The virus crisis has gradually stabilized in mainland China with no new domestic transmissions reported on Thursday for the first time, raising hopes that strict containment efforts to stop the spread of the virus are working.
However, the situation overseas remains concerning.
Major global investment banks and institutions downgraded their forecasts for the Chinese economy. Goldman Sachs cut its estimate for first quarter GDP to a year-on-year contraction of 9 percent from a previous forecast of 2.5 percent growth.
The LPR is a lending reference rate set monthly by 18 banks.
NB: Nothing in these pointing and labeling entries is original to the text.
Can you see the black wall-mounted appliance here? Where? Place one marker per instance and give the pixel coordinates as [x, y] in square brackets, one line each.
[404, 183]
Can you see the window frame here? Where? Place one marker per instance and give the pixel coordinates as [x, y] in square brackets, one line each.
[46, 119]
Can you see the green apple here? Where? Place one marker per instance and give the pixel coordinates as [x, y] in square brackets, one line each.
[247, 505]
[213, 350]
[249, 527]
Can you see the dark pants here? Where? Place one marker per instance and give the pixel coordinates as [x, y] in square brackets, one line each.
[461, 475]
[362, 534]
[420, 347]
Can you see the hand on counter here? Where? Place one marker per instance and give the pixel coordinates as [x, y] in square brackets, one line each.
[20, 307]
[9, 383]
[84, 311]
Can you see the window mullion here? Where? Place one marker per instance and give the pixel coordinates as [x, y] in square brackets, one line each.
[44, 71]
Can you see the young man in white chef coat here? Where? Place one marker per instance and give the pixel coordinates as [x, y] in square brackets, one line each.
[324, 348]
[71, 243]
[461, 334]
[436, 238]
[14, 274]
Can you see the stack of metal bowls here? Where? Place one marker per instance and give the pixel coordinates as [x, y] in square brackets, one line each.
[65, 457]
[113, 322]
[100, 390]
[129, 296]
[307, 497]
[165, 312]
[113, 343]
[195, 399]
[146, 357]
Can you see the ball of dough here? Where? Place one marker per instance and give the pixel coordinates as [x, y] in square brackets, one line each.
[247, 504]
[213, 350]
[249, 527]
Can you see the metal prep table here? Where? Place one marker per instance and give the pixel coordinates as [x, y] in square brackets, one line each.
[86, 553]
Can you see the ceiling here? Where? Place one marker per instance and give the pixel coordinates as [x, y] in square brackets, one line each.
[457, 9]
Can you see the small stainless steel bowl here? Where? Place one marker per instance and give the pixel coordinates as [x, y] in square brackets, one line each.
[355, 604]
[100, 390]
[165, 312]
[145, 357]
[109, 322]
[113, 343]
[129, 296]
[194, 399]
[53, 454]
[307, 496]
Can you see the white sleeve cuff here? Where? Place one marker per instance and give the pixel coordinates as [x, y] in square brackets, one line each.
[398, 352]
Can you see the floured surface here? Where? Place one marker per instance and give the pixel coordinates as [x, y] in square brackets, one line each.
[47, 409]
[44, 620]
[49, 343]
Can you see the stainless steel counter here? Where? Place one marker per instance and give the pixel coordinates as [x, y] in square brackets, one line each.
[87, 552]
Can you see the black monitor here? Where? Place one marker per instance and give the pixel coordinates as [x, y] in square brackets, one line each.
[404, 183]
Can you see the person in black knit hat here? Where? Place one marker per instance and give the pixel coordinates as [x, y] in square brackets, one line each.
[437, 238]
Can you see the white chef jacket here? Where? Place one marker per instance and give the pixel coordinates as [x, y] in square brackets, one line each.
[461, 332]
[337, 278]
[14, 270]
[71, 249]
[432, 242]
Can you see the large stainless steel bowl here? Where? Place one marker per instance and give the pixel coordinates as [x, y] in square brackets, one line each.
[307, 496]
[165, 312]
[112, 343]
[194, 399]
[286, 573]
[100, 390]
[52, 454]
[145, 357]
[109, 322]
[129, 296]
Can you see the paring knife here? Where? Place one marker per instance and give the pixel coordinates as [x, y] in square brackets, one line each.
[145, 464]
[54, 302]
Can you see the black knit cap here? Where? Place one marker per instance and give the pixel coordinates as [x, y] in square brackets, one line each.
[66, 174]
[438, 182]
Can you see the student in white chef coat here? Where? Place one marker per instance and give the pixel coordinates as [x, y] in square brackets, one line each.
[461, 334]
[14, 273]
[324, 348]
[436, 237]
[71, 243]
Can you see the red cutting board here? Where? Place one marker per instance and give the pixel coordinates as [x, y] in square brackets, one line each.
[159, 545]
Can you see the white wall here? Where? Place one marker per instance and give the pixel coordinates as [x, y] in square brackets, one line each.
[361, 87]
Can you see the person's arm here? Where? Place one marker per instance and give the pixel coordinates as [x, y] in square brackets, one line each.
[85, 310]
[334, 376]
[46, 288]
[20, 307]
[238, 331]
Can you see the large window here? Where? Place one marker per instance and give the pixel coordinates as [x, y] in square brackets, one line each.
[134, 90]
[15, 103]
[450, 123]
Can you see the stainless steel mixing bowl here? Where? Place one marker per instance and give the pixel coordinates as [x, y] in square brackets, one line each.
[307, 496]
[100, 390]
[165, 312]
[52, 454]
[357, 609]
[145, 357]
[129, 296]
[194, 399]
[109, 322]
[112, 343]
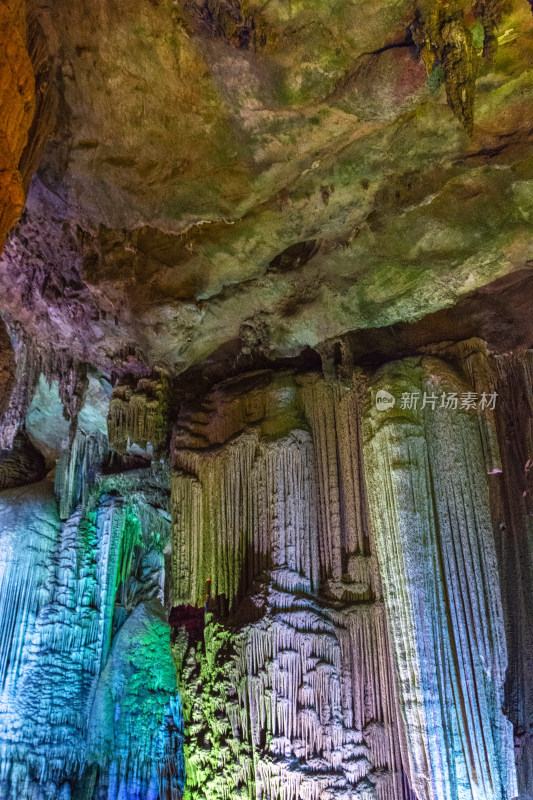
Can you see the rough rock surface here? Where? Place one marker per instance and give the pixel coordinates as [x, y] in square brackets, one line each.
[266, 400]
[284, 172]
[17, 105]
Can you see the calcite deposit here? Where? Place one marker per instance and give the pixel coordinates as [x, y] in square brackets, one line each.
[266, 400]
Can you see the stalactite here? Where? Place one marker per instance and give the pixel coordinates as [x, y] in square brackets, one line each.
[138, 412]
[511, 377]
[58, 659]
[269, 512]
[430, 513]
[77, 469]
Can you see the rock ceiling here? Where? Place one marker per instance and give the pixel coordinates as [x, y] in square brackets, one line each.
[275, 173]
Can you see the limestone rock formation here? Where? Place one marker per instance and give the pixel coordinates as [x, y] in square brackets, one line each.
[266, 400]
[17, 105]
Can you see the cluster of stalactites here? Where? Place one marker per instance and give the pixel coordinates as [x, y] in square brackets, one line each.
[273, 497]
[31, 362]
[451, 36]
[426, 473]
[138, 412]
[273, 519]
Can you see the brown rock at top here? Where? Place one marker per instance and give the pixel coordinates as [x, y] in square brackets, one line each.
[17, 105]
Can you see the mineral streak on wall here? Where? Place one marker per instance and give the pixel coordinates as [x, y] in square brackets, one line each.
[293, 695]
[17, 106]
[430, 509]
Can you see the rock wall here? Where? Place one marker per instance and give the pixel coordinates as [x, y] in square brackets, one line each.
[325, 594]
[17, 106]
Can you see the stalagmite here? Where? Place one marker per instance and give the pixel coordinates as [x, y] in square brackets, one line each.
[269, 513]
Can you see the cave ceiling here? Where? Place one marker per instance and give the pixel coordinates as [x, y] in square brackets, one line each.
[273, 173]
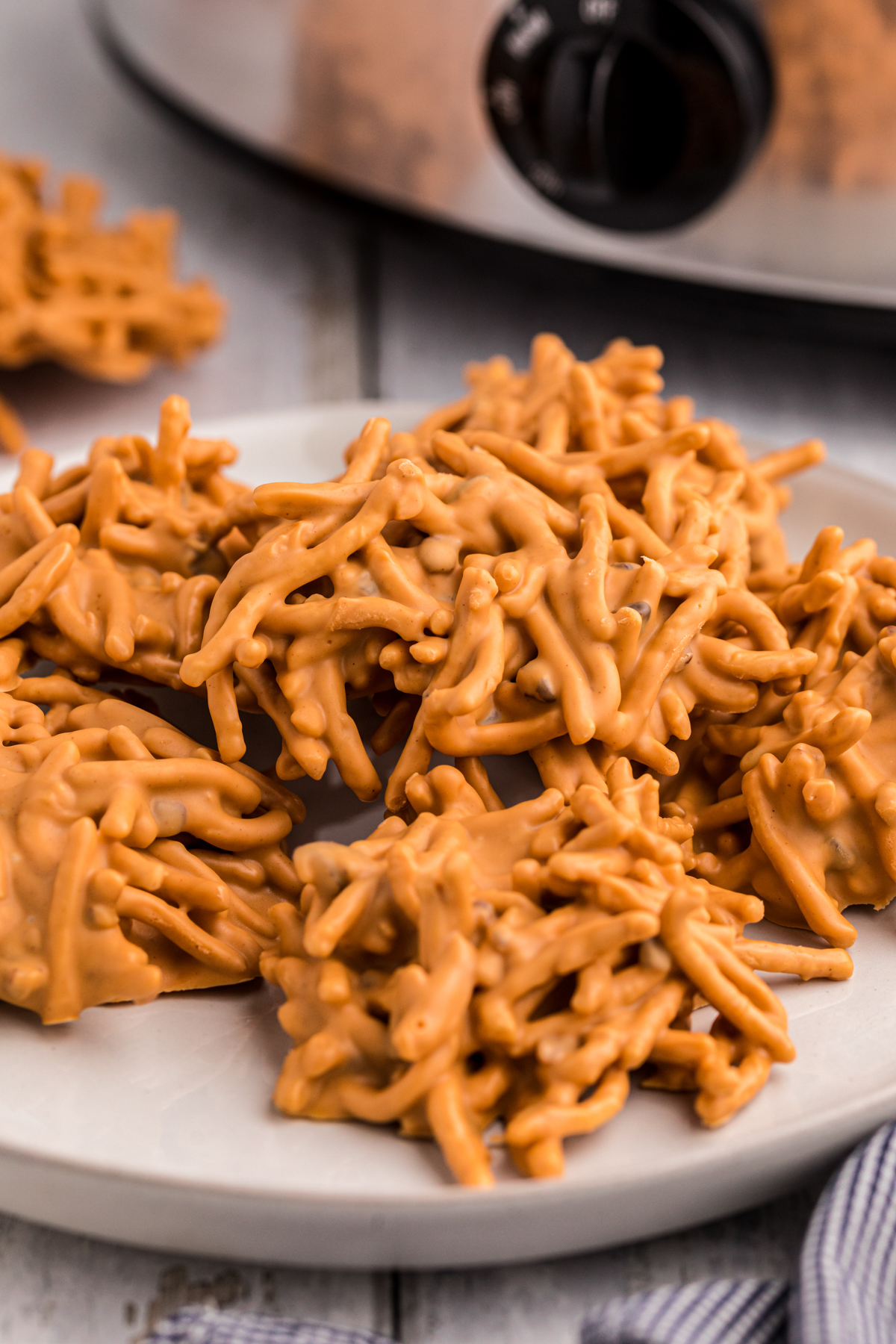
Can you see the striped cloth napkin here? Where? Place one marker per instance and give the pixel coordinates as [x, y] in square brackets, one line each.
[844, 1293]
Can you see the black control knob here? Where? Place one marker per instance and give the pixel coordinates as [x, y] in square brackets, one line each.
[635, 114]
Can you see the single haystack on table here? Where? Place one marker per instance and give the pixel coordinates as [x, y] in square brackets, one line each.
[102, 302]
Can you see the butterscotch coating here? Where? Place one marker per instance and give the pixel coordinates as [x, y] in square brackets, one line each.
[102, 900]
[820, 792]
[517, 965]
[116, 564]
[102, 302]
[538, 631]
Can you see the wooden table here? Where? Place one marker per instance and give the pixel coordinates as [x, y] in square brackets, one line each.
[331, 300]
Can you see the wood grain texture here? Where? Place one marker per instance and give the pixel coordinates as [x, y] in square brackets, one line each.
[60, 1289]
[532, 1304]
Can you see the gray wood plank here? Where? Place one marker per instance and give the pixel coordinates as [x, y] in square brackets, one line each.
[60, 1289]
[532, 1304]
[284, 258]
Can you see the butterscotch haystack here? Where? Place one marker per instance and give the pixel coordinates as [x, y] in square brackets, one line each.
[107, 897]
[102, 302]
[556, 564]
[113, 564]
[516, 967]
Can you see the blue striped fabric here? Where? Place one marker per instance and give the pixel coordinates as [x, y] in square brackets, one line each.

The People’s Bank of China (PBOC) revamped the mechanism to price LPR in August last year, loosely pegging it to the medium-term lending facility rate (MLF).
The central bank left borrowing cost on its one-year MLF loans unchanged on Monday, which would ordinarily suggest the LPR would similarly remain unchanged.
However, investors and economists saw the wave of global rate cuts and liquidity measures this week as adding pressure for China to do likewise, which is why many had expected an LPR cut.
BNP Paribas senior China economist Jacqueline Rong said that while banks face pressure from authorities to provide credit to struggling businesses, they are unlikely to lower rates unless properly incentivized.
“Commercial banks already face higher pressure to lower borrowing costs for virus-hit firms and support smaller business this year,” she said. “Actively lowering LPR would inevitably give themselves more burden.”
That suggests the PBOC would need to cut the MLF soon to allow banks to lower their lending rates accordingly.
“We expect the central bank could lower MLF rate by 10 basis points in April,” Founder Securities chief economist Yan Se said. “And if fluctuations in the stock market pick up further, we can’t rule out chances for a reverse repo rate cut.”